Some tools can create annotation based on the inputs – those are what @igor was specifying. This is a de-novo method.
For known annotation, the usual source for a reference annotation file is the same place where the reference genome was sourced. It is a good idea to get both at the same time (along with a reference transcriptome, if you are using one). Then to make sure all the format/content is correct, and then to finally start the analysis project. 
Hope this helps but if you need more help, maybe start by explaining exactly where you sourced the reference genome. URL or similar is usually best. Then explain whether you are attempting de-novo, or known, or a hybrid annotation path.
Hi Jennifer:
I greatly appreciate all this help and will try to follow up with these suggestions in the Galaxy Tool (under transcriptomes) “Reads to counts”.

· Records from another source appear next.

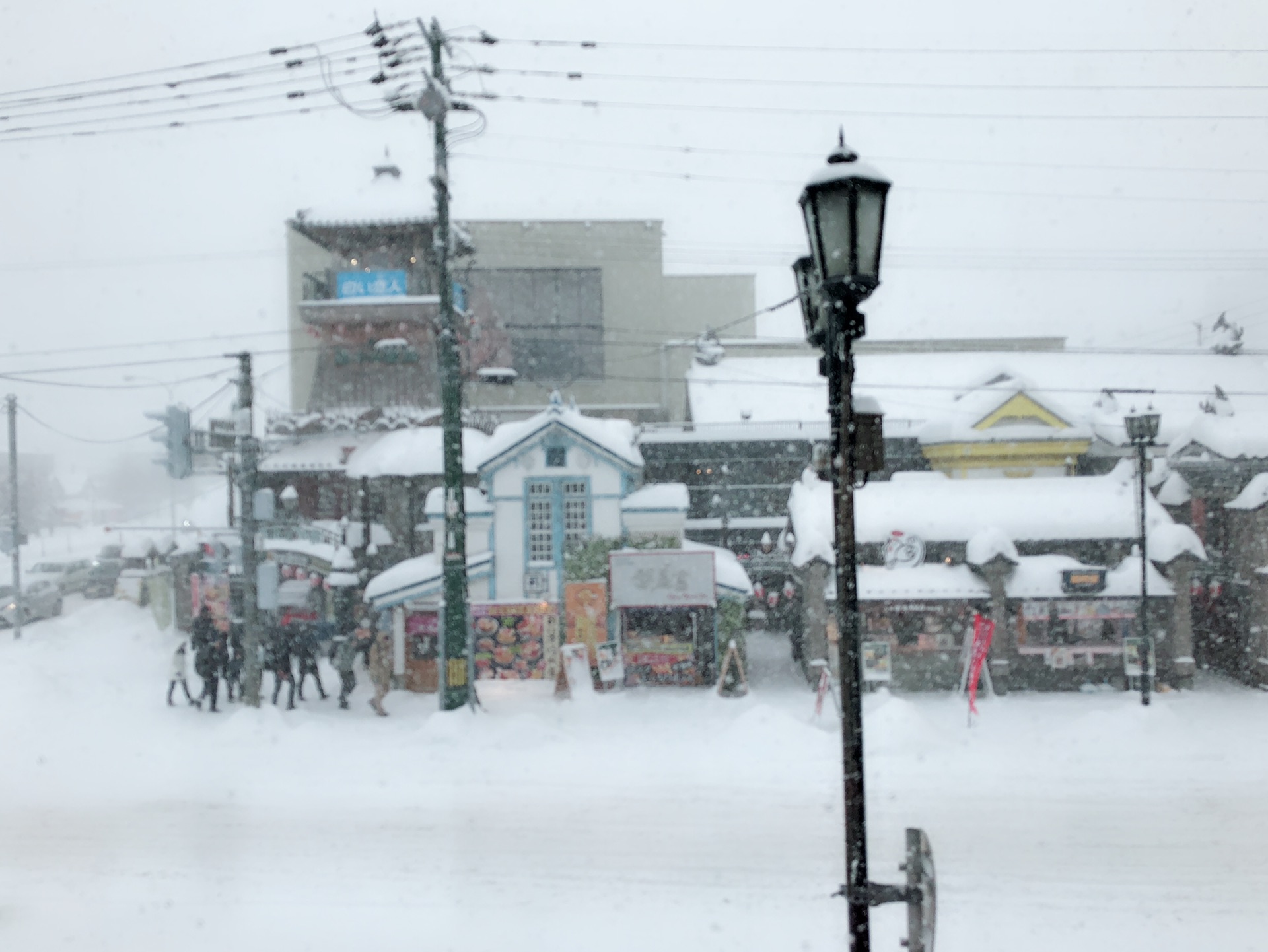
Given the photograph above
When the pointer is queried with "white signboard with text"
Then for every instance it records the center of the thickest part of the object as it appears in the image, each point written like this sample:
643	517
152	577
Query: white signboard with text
661	578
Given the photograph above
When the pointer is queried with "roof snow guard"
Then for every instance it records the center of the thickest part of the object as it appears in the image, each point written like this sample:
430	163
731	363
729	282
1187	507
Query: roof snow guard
613	439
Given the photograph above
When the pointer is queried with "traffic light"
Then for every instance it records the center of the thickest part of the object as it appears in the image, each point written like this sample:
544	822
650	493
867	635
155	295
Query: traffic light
179	459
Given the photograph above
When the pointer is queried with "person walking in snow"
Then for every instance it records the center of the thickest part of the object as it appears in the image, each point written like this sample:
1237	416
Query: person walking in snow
207	661
234	667
343	656
178	675
306	653
380	669
278	661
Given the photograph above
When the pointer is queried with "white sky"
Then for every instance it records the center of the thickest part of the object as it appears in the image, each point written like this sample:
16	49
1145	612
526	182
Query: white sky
158	236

For your information, I am trying to compare two endosymbiotic bacteria, species of the genus Rickettsia, using the first tool, reads to counts, in order to progress to the second tool, differential expression with limma-voom.
To do this, I selected the first species, Rickettsia conorii, from the list of embedded genomes that can be found when you do upload to import something. However, after progressing through the series of steps, e.g., cutadapt, fastqc, multiqc…etc. to HISAT2, the second genome, Rickettsia rickettsii RML, is not available. All that shows up from the embedded list is a small subset of the upload list and HISAT2 will not run. And tool asks for a GFF or GTF file. So, I will try to create using your suggestions.

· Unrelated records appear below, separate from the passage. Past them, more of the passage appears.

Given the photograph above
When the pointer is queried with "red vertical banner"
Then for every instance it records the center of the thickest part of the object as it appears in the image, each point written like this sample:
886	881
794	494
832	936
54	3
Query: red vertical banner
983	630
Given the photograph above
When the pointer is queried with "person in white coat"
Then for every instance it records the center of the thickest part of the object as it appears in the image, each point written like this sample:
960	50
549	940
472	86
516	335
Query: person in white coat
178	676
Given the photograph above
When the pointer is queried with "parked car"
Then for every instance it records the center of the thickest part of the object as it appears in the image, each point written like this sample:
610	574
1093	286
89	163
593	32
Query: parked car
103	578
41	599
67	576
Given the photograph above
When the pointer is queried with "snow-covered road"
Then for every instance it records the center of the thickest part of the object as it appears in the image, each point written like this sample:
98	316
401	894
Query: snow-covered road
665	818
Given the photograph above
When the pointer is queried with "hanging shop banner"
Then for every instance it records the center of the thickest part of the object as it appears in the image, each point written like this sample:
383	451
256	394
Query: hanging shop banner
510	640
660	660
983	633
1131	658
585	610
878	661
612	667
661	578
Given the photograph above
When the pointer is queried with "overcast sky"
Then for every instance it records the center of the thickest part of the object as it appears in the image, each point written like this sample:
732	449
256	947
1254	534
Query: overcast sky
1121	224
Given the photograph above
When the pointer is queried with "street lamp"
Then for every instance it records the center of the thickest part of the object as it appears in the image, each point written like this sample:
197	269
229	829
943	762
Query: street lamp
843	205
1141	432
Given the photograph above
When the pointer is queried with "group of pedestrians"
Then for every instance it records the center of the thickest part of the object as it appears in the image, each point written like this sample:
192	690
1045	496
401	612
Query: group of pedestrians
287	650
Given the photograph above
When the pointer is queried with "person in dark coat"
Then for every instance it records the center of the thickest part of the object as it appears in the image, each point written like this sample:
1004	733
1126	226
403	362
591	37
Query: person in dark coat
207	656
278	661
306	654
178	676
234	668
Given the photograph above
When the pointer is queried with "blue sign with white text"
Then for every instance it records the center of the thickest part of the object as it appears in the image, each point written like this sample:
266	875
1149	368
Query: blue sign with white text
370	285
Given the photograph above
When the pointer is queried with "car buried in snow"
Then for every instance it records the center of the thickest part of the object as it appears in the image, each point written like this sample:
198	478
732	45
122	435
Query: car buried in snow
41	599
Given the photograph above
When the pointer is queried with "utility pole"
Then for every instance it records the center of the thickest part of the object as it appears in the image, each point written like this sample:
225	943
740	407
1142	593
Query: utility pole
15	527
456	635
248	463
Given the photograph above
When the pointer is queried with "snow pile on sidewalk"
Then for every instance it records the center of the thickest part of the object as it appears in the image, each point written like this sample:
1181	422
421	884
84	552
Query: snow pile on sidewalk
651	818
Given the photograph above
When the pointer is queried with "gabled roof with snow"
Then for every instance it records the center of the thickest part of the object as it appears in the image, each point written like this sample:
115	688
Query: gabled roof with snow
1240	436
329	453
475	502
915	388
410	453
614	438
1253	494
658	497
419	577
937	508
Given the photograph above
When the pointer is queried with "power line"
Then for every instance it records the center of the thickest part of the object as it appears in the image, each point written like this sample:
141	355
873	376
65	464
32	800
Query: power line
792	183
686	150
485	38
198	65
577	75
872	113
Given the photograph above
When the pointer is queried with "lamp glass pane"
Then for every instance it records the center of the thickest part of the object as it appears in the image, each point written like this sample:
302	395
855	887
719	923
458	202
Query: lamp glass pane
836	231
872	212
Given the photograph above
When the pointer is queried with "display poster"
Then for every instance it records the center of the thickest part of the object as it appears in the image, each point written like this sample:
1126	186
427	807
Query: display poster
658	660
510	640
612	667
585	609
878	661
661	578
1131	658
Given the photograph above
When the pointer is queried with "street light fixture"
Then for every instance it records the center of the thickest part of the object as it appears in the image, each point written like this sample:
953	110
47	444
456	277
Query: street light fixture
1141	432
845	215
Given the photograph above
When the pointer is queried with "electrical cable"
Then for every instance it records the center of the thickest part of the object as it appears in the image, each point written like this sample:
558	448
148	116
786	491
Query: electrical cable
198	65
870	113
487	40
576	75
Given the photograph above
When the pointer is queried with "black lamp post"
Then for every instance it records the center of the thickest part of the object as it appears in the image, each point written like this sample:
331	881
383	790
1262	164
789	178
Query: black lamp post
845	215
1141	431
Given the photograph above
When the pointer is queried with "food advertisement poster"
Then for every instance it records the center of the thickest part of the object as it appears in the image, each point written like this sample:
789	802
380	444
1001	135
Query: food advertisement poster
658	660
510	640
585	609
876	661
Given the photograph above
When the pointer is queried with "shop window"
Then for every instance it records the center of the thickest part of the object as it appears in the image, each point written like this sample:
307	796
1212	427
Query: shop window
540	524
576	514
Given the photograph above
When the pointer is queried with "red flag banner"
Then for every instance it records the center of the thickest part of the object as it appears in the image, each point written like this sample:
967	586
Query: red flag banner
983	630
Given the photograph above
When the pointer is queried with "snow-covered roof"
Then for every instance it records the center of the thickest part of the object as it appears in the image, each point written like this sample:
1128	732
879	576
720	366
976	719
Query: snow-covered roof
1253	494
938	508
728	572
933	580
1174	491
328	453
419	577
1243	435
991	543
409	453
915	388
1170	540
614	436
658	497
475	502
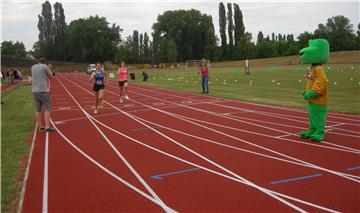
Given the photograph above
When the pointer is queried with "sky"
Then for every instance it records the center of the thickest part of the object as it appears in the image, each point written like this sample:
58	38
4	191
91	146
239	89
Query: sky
19	17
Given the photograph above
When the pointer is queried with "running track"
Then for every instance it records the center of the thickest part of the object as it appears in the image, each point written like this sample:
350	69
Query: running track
164	150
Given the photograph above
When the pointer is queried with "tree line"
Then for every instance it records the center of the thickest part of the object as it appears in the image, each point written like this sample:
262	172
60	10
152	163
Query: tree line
177	35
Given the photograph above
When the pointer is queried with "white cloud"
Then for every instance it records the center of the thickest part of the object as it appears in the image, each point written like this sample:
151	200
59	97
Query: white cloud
19	17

I like one of your suggestions which is to load both at the beginning, during the initial upload. I will try that.
Does all this make sense to you?
Thanks
Daniel
Dr. Daniel E. Sonenshine
Guest Researcher,
NIAID, NIH
Hi @Sonenshine
For this part
if you have two different species, then these tools will not work for you unless you are mapping both sets of species reads to the exact same reference genome (along with the same reference annotation).
And, about this part
Correct. Sometimes there is a placeholder for a reference genome in the drop-down, but the full genome is not actually installed as a fasta index, nor as a tool-specific index e.g. for mapping tools. There are some legacy reasons for this, and is safely ignored.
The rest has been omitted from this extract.